I got quite excited when I chanced upon a copy of What the Bleep Do We Know!? (2004) in a charity shop… I mean, I hadn’t actually heard of the flick before, but the premise of combining talking head interviews with narrative segments to explore issues of spirituality and so-called “quantum mysticism” sounded right up my hippy-dippy street. I like to think I’m a fairly intelligent person, and I went into this experience with an eager mind, but I still found the interviews to be off-puttingly opaque, not to mention kinda tedious and wanky (for example, the Ed-Wood-esque title of this post is a direct quote from one of the “experts” interviewed here), while the narrative scenes played like nonsensical out-takes from an unnecessarily sweary, weirdly repulsive, painfully unfunny, made-for-TV-movie. Watching the cast interviews on the second disc, it’s clear that Marlee Matlin and Elaine Hendrix were genuinely invested in this project, and went into it with the best of intentions… but the finished product really doesn’t do them any favours, with its piss-poor dialogue and flimsy direction. In fact, I’d much rather have watched two hours of Matlin signing about the movie, than sat through the thing itself.

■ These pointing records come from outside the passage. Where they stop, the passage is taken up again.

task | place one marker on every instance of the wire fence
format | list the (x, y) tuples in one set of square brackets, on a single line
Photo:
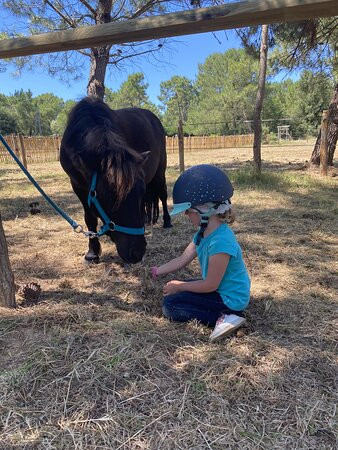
[(37, 149)]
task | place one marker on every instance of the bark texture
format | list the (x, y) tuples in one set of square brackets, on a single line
[(257, 123), (99, 57), (332, 133)]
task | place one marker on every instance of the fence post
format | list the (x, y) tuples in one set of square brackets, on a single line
[(323, 144), (15, 145), (181, 145), (23, 151)]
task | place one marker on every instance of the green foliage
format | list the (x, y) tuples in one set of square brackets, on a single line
[(7, 121), (132, 93), (49, 106), (58, 125), (176, 95), (226, 85)]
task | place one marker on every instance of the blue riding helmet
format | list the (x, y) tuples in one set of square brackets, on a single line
[(200, 184)]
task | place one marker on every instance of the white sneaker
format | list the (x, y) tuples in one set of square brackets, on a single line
[(225, 325)]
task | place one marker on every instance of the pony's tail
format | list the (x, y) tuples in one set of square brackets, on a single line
[(152, 210), (96, 144)]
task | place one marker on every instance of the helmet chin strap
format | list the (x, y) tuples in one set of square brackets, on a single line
[(205, 216)]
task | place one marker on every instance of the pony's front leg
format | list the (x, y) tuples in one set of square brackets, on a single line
[(94, 247)]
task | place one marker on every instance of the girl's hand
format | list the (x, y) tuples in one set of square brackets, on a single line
[(172, 287), (154, 272)]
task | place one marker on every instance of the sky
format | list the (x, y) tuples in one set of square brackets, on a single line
[(185, 53)]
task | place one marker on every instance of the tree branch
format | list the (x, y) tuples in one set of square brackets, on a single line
[(132, 56), (88, 6), (68, 20)]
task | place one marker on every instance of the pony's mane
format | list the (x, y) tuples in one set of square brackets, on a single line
[(103, 148), (120, 165)]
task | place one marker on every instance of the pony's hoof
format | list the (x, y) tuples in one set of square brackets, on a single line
[(91, 259)]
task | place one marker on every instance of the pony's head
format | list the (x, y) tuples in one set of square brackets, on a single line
[(120, 189)]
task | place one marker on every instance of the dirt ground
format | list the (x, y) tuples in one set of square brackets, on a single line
[(94, 365)]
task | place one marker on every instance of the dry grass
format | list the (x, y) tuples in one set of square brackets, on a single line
[(95, 366)]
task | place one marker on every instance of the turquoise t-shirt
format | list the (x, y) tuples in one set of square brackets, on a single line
[(235, 285)]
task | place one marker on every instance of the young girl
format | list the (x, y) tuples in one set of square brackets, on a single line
[(203, 193)]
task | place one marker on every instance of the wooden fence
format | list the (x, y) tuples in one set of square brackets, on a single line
[(47, 148)]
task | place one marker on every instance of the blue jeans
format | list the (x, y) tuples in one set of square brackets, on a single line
[(204, 307)]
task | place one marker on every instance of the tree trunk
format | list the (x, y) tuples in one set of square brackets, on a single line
[(332, 133), (257, 123), (181, 145), (7, 288), (100, 55)]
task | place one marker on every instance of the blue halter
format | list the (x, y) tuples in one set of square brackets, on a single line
[(108, 224)]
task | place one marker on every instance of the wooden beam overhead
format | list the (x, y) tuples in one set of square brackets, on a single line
[(223, 17)]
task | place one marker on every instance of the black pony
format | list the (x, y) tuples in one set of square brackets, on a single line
[(116, 162)]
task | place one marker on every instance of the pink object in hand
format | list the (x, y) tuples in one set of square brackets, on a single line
[(154, 272)]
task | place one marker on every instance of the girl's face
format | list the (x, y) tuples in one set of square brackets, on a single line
[(194, 217)]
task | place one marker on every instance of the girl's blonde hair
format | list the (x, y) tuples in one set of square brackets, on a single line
[(227, 216)]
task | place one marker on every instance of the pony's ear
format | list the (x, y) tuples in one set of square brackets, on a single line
[(145, 156)]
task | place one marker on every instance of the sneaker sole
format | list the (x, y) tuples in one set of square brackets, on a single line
[(227, 331)]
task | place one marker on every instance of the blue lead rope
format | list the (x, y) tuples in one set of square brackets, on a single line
[(72, 222), (108, 224)]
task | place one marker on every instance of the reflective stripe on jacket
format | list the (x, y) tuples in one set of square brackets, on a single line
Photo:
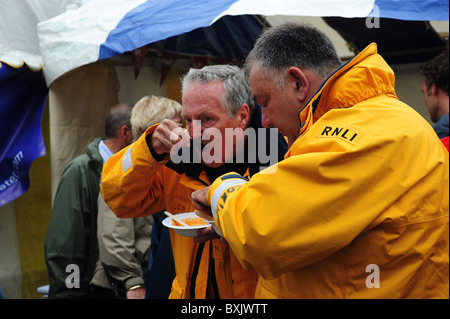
[(358, 208)]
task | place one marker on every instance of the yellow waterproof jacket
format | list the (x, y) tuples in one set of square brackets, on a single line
[(134, 184), (358, 208)]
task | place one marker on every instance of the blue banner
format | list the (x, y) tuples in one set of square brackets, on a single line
[(22, 101)]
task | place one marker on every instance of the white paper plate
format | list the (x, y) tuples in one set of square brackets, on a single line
[(190, 231)]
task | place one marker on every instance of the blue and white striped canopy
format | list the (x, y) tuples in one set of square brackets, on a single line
[(103, 28)]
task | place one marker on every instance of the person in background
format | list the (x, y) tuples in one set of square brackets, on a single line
[(148, 176), (71, 247), (359, 206), (435, 92), (124, 242)]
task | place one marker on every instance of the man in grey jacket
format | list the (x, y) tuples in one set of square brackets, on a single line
[(71, 248), (124, 242)]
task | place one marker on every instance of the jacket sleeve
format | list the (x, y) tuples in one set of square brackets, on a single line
[(308, 207), (116, 239), (131, 182)]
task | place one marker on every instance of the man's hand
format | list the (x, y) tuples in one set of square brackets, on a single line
[(200, 202), (166, 135), (206, 234)]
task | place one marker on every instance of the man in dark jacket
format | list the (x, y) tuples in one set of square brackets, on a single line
[(71, 247), (435, 90)]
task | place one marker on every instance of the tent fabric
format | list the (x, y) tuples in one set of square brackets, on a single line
[(23, 96), (104, 28), (223, 39), (413, 10)]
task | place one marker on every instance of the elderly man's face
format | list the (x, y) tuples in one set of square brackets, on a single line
[(206, 119)]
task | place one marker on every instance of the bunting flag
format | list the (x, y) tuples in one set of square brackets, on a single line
[(23, 93), (103, 28), (138, 56)]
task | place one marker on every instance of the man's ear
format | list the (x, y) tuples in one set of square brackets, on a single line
[(125, 132), (297, 79), (244, 116)]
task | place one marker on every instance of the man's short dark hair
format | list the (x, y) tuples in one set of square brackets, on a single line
[(435, 72), (118, 116)]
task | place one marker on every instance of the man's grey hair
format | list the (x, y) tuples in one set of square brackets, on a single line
[(293, 44), (235, 83)]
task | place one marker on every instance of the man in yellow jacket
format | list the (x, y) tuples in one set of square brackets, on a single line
[(359, 206), (143, 179)]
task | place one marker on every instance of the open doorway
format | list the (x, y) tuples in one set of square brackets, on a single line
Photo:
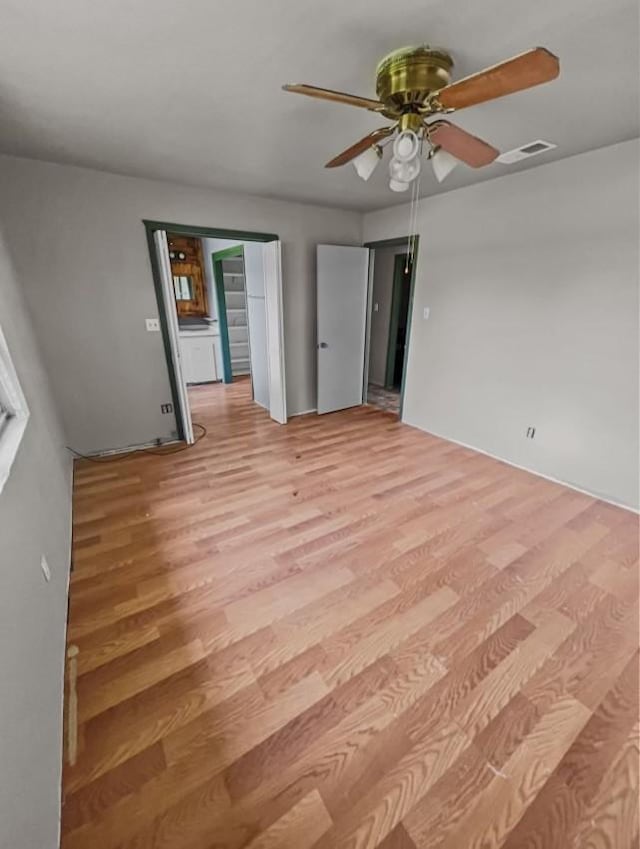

Weirdly though, one of the “exclusive” UK features on the extras disc is a compilation of video testimonials given by audience members after a screening of the movie, and they all rave about it like a super-energising coffee-enema-for-the-mind. If just one of them had expressed some reservations, I might have gone along with it… like “Well, the jokes were pretty crappy, but it had some interesting ideas”… but their unconditional, hyperbolic enthusiasm makes me very suspicious indeed. One old man even went so far as to claim that it represented “the future” of cinema! If that’s the case, then I humbly suggest that we smash the projectors and tear the screens down now, because that’s not a prophecy any of us want to see come to pass!
Sigh… I’d like to believe that it’s possible to make a properly entertaining and inspiring film about characters exploring their (non-churchy) spirituality*… but this misfire and The Celestine Prophecy are terrible examples to go by. So far, the best movie I’ve seen in this vein was Guy Ritchie’s Revolver… which is pretty unsuccessful overall, but does have a few scenes that vividly illustrate some of the major hurdles you have to overcome on the path to enlightenment.
Incidentally, if you are interested in taking practical steps to break negative thought patterns, I’d highly recommend checking out a copy of the self-help book Teach Yourself Happiness (aka How to be Happier: Teach Yourself) by Paul Jenner, which you can pick up for a couple of quid/dollars “used” on Amazon. [No, I don’t get a kick-back for that plug… just trying to be helpful!]
* I only say “non-churchy” because there are already plenty films exploring mainstream spirituality.